Sometimes I’m singing and the words of a song just don’t match up with what I’m feeling. Maybe a song goes “I feel Your peace now,” but instead my feelings are roiling inside. Maybe a song goes “Nothing will separate me from Your love,” but I feel I’m standing across a chasm from God’s presence. In both situations I feel like falling to my knees and crying because of the incongruity, and I feel like a hypocrite proclaiming one thing while experiencing another. In the end, I end up questioning why people should believe me when I proclaim the Gospel of Jesus when I myself don’t act like it works.
Do you ever feel this way?
I was sitting outside a church parking lot right now while waiting to meet with someone.
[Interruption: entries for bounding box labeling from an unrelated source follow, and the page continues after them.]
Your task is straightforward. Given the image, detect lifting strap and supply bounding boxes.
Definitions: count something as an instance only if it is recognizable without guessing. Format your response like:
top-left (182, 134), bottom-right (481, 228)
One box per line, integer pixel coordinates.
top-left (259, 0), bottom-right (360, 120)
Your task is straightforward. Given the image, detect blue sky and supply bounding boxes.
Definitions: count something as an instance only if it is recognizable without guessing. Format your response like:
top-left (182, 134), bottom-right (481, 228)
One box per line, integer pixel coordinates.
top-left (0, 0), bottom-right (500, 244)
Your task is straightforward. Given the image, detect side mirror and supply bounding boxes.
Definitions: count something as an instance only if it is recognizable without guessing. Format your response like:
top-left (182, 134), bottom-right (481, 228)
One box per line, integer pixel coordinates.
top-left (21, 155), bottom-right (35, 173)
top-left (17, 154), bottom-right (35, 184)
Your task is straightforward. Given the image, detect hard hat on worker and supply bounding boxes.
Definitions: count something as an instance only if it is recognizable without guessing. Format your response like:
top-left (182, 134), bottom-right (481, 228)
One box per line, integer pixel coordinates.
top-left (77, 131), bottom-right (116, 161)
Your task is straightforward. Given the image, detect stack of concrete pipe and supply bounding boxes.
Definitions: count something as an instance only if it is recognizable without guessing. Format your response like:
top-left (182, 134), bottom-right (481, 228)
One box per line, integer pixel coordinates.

The sign periodically changes to show an announcement or a Scripture. And as I was sitting there, I long for that Scripture to speak to me. This is what appeared:
“Now faith is being sure of what we hope for, being convinced of what we do not see.”
Hebrews 11:1 NET
Sometimes I get tired of being told to “have faith,” especially in the face of pain. Pain is a strong, stinging, and burning feeling that overpowers faith, at least for me, and at least in the heat of the moment when its intensity surpasses what I can handle. So what is “have faith” when pain takes up all the space in my hands? What is “faith” when it relies on believing what’s not present but denying the sorrow and worry that burden my shoulders with a very real weight?
Those are the things I think about when I sing words unfitting to my feelings in the worship songs that praise God’s greatness I don’t see, His deeds I don’t experience, and His love I don’t feel.